What is the typical response time of the PbS detector?
The 10–90% rise time ranges from 100 µs to 500 µs depending on bias voltage, load resistance, and thermal stabilization state. For AC-coupled lock-in detection, bandwidth extends to ~2 kHz under optimal cooling.
Can this detector be used in vacuum environments?
Yes—the TO-8 hermetic package is rated for operation at pressures down to 1 × 10⁻⁴ Torr; however, outgassing characterization data is available upon request for ultra-high-vacuum integration.
Is spectral calibration provided with each unit?
Yes—each detector ships with a unique NIST-traceable spectral responsivity curve measured at 25 °C and –20 °C, covering 1.0–3.5 µm at 10 nm resolution.
How does temperature drift affect measurement accuracy?

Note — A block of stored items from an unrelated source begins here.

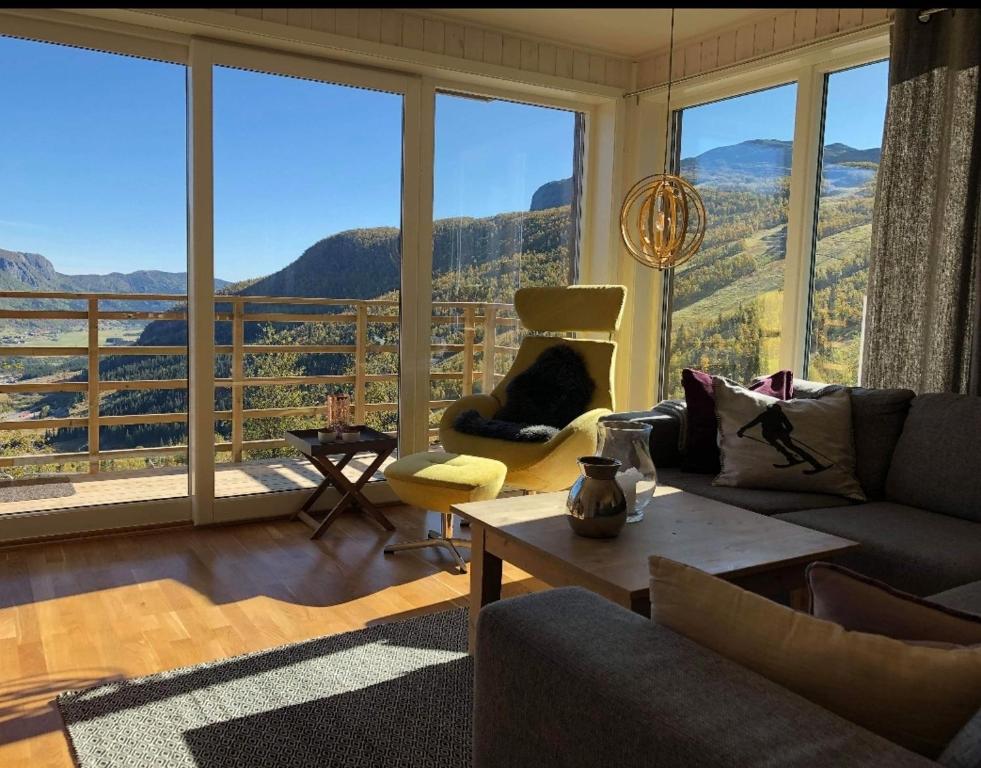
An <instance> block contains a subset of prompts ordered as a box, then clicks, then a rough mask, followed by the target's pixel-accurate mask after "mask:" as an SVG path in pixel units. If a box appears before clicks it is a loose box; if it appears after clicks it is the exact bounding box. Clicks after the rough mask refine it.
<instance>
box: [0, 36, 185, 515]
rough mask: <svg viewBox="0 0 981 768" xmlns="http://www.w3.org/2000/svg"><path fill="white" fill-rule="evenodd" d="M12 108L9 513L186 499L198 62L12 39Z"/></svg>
mask: <svg viewBox="0 0 981 768" xmlns="http://www.w3.org/2000/svg"><path fill="white" fill-rule="evenodd" d="M0 103H2V104H3V107H4V117H3V120H0V179H2V183H0V518H3V519H4V520H6V519H7V516H12V515H15V514H22V513H26V512H41V513H47V512H51V511H57V510H72V511H73V512H74V513H76V514H77V512H78V510H79V509H81V508H85V507H90V506H96V505H106V504H121V503H124V502H148V501H160V500H165V499H179V498H181V497H186V496H187V492H188V465H187V446H188V442H187V410H188V408H187V388H188V373H187V357H186V352H187V348H186V323H187V320H186V295H187V287H188V282H187V195H186V187H185V183H186V170H185V169H186V157H187V150H186V146H187V137H186V121H187V113H186V67H185V66H183V65H181V64H176V63H170V62H163V61H153V60H148V59H142V58H135V57H133V56H124V55H119V54H116V53H108V52H103V51H98V50H87V49H81V48H73V47H69V46H65V45H57V44H52V43H45V42H36V41H33V40H23V39H17V38H11V37H0ZM159 324H163V325H166V326H167V327H168V328H169V329H171V334H170V337H169V339H168V340H166V341H164V340H162V339H160V338H158V337H156V336H155V330H154V329H155V328H156V327H157V326H158V325H159ZM121 510H125V508H121ZM126 517H127V513H126V512H125V511H121V512H120V518H121V520H122V521H123V522H125V520H124V519H125V518H126ZM52 519H54V518H52ZM130 524H133V522H130Z"/></svg>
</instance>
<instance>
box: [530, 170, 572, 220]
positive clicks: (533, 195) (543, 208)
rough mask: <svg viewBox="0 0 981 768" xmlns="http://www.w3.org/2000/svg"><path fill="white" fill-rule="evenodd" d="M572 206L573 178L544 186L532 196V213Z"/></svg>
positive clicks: (544, 184) (531, 204)
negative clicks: (536, 211) (567, 205)
mask: <svg viewBox="0 0 981 768" xmlns="http://www.w3.org/2000/svg"><path fill="white" fill-rule="evenodd" d="M571 204H572V177H571V176H570V177H569V178H568V179H559V180H558V181H550V182H548V183H546V184H542V185H541V186H540V187H539V188H538V189H536V190H535V194H533V195H532V196H531V206H530V207H529V209H528V210H530V211H544V210H545V209H547V208H558V207H559V206H560V205H571Z"/></svg>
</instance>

Peak responsivity shifts ~0.015 nm/°C toward longer wavelengths; dark resistance changes ~3.5% per °C. Active TEC stabilization reduces this drift to < ±0.002 nm/°C and < ±0.1% R_dark/°C.
Are custom window materials available?
Yes—standard BaF₂ (1.0–8.0 µm), CaF₂ (0.15–9.0 µm), or ZnSe (0.6–16 µm) windows can be specified; AR coatings optimized for 1.5–3.0 µm are standard.